Formula 1: Vettel boycotts race in Russia
"Myślę, że po tym, co się stało, nie powinniśmy tam jeździć" - dodał 34-letni Vettel w Barcelonie, gdzie odbywają się przedsezonowe testy.
Wyścig o Grand Prix Rosji zaplanowano w tym roku na 25 września.
"Bardzo mi przykro, że niewinni ludzie stracili życie" - przyznał kierowca Aston Martina, który wspomniał, że wczoraj po obudzeniu był zszokowany doniesieniami z Ukrainy. "Coś okropnego. Żal było na to patrzeć" - dodał.

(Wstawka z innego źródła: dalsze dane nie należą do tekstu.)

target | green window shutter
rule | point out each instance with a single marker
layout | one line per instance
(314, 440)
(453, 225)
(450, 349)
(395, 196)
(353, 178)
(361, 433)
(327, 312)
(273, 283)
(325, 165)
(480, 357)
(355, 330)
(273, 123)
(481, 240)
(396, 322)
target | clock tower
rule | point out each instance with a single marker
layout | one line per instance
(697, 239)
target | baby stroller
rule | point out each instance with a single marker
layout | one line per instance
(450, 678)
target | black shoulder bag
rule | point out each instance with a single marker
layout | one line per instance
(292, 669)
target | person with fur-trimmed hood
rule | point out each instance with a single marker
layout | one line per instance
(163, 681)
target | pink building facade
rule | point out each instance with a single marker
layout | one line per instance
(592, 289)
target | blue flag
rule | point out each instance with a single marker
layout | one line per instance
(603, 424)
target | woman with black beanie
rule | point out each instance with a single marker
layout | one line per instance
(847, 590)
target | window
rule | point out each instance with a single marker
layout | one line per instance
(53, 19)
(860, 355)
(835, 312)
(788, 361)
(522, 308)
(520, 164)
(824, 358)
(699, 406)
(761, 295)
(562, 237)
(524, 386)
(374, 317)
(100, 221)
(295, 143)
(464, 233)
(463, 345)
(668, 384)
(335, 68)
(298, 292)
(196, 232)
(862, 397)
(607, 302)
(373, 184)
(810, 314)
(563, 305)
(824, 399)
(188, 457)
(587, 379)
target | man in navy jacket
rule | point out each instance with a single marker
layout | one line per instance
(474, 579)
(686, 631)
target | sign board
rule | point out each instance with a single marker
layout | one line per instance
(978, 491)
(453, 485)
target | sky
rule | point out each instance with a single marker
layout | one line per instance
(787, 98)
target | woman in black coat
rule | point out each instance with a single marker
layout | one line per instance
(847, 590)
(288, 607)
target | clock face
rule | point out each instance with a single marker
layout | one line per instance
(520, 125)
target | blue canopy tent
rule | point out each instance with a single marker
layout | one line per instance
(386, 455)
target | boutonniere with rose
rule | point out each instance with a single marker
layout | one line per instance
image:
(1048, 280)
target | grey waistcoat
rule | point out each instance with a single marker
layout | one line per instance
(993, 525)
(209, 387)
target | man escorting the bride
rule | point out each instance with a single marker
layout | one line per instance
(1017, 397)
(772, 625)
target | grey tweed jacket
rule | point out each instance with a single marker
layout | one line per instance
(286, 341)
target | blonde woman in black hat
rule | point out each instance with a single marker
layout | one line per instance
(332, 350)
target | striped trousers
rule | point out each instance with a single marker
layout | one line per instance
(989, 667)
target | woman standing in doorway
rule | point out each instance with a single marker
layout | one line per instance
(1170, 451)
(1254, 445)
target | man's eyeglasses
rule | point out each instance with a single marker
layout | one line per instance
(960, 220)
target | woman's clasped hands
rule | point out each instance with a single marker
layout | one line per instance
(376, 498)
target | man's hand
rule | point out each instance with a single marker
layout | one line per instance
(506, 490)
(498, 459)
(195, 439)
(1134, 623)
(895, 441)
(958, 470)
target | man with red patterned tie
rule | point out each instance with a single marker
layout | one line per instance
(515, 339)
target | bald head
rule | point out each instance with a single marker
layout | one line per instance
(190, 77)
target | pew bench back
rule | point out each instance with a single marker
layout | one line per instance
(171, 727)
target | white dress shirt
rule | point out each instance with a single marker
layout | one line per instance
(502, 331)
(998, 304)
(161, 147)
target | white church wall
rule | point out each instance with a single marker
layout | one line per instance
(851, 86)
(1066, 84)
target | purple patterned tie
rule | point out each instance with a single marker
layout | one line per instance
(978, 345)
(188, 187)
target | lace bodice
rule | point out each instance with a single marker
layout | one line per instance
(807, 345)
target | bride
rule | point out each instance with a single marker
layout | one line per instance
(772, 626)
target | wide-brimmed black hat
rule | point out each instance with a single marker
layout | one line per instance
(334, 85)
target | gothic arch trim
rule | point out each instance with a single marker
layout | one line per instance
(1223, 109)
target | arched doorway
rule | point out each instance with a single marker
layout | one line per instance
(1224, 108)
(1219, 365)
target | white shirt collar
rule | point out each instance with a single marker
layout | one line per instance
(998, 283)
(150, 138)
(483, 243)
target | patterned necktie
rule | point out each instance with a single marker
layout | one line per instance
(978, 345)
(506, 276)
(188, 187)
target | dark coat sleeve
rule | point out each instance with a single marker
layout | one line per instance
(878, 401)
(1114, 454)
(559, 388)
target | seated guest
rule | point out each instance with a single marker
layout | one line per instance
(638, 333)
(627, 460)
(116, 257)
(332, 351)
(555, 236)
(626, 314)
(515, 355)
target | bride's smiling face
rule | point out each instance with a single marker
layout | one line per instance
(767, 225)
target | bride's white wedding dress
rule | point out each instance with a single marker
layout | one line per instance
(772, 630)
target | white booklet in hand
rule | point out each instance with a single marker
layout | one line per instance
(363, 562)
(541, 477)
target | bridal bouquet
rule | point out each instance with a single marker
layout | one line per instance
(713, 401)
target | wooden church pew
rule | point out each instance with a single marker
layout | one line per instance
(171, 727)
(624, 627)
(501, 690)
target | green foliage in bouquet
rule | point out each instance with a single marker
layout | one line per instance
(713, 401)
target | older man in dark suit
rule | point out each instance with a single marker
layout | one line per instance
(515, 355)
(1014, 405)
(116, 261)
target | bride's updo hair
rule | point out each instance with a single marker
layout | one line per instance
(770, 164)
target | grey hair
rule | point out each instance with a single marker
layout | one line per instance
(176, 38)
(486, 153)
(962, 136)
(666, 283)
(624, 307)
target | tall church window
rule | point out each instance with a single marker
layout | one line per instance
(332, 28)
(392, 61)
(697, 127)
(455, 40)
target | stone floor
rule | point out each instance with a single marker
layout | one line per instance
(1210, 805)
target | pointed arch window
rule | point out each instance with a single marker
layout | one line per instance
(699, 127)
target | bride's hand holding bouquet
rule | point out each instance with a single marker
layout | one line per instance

Władze Formuły 1, najbardziej prestiżowej klasy wyścigowej, na razie wstrzymały się od komentarzy ws. wyścigu w Rosji, a zapewniły, że uważnie monitorują sytuację.
Także mistrz świata Max Verstappen dystansuje się od rywalizacji w Soczi, choć nie zajął jednoznacznego stanowiska odnośnie występu w Rosji. "Nie powinniśmy jeździć w kraju, który prowadzi wojnę, ale o tym powinien decydować solidarnie cały padok" - zaznaczył.
Wyścigi F1 w nadmorskim kurorcie odbywają się regularnie od 2014 roku, kiedy zorganizowano tam również zimowe igrzyska olimpijskie. W tym roku miało nastąpić pożegnanie z Soczi, gdyż od 2023 organizację GP Rosji miał przejąć Sankt Petersburg.
Czytaj więcej:
F1: Vettel i Stroll na dłużej w Aston Martin. "Mieszanka doświadczenia i młodości"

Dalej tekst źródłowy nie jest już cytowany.